But I have a hard time feeling sorry for some of them. Let's take two recent examples of clear cut discrimination:
A gay student at a conservative Christian college created a series of YouTube videos "talking about my story and explaining what it was like growing up as a gay Christian in the conservative South." He was promptly fired from his campus job and lost his financial aid. He transferred to another school with a more welcoming environment.
In today's news we learned about a Catholic high school teacher fired from her job after she announced to a room full of coworkers that she is a lesbian. "I didn't know what that would mean, but frankly I was hoping someone in a position of power at the school would show up and say, 'This really sucks, but we love you,'" she told the local news. The same school forced their president into resigning after finding out he is in a same-sex relationship.
Both of these schools have made it clear that they disapprove of LGBT people and, as religious institutions, they have the right to discriminate based off their religious beliefs.
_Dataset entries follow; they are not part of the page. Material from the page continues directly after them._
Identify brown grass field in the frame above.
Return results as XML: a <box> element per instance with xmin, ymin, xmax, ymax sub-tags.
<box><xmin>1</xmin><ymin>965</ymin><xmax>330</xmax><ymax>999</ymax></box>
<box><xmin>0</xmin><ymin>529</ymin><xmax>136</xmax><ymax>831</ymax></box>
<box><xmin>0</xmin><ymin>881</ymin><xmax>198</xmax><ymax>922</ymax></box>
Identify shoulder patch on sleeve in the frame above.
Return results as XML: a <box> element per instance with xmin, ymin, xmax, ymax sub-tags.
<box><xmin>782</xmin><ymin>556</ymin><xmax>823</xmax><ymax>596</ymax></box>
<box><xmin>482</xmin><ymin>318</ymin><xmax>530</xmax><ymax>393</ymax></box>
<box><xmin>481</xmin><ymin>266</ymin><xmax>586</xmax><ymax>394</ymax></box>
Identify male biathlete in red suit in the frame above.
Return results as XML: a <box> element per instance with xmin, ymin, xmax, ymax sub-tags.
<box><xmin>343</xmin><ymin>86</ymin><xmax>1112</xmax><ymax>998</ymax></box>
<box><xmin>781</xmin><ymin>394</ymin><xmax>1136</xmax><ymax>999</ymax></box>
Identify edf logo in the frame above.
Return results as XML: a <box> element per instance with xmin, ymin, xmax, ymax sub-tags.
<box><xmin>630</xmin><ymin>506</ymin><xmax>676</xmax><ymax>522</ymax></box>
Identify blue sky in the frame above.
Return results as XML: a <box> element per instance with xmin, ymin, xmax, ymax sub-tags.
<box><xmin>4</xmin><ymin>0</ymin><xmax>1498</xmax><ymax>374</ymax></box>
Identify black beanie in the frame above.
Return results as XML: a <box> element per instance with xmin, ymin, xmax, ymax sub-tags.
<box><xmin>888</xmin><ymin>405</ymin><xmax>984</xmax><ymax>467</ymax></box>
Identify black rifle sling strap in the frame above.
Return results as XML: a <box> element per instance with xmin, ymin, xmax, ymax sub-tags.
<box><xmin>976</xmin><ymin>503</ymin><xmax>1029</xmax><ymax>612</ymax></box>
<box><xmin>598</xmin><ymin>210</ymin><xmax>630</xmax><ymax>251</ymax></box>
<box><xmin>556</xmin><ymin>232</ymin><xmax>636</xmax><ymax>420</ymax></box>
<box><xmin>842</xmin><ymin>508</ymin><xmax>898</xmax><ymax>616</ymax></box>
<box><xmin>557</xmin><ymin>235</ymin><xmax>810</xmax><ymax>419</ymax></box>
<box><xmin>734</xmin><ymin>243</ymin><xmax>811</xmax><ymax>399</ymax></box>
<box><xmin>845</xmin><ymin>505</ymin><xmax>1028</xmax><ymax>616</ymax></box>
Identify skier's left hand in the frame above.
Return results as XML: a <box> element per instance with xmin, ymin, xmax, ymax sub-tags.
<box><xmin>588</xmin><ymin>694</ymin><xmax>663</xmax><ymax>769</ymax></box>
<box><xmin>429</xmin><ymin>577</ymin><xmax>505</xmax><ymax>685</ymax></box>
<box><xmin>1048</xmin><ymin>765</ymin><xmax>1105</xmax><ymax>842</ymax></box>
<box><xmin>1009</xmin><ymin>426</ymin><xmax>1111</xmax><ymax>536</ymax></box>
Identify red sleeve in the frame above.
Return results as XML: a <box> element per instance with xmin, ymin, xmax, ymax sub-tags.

We can argue that such an exemption is wrong until we're blue in the face, but that's not going to change the current law and with all of the religious exemptions written into any pro-LGBT legislation, it's not about to change any time soon.
So should we feel sorry for these victims? After all, they made the choice to attend or work at those schools and there are plenty of other options. If they decide to put themselves in that position, is it reasonable to say, "This was poor decision making on your part. You could reasonably assume this would happen."?
Editors' Note: This post has been edited to add "because of their sexual orientation or gender identity" to the first sentence. While that was intended, it wasn't spelled out.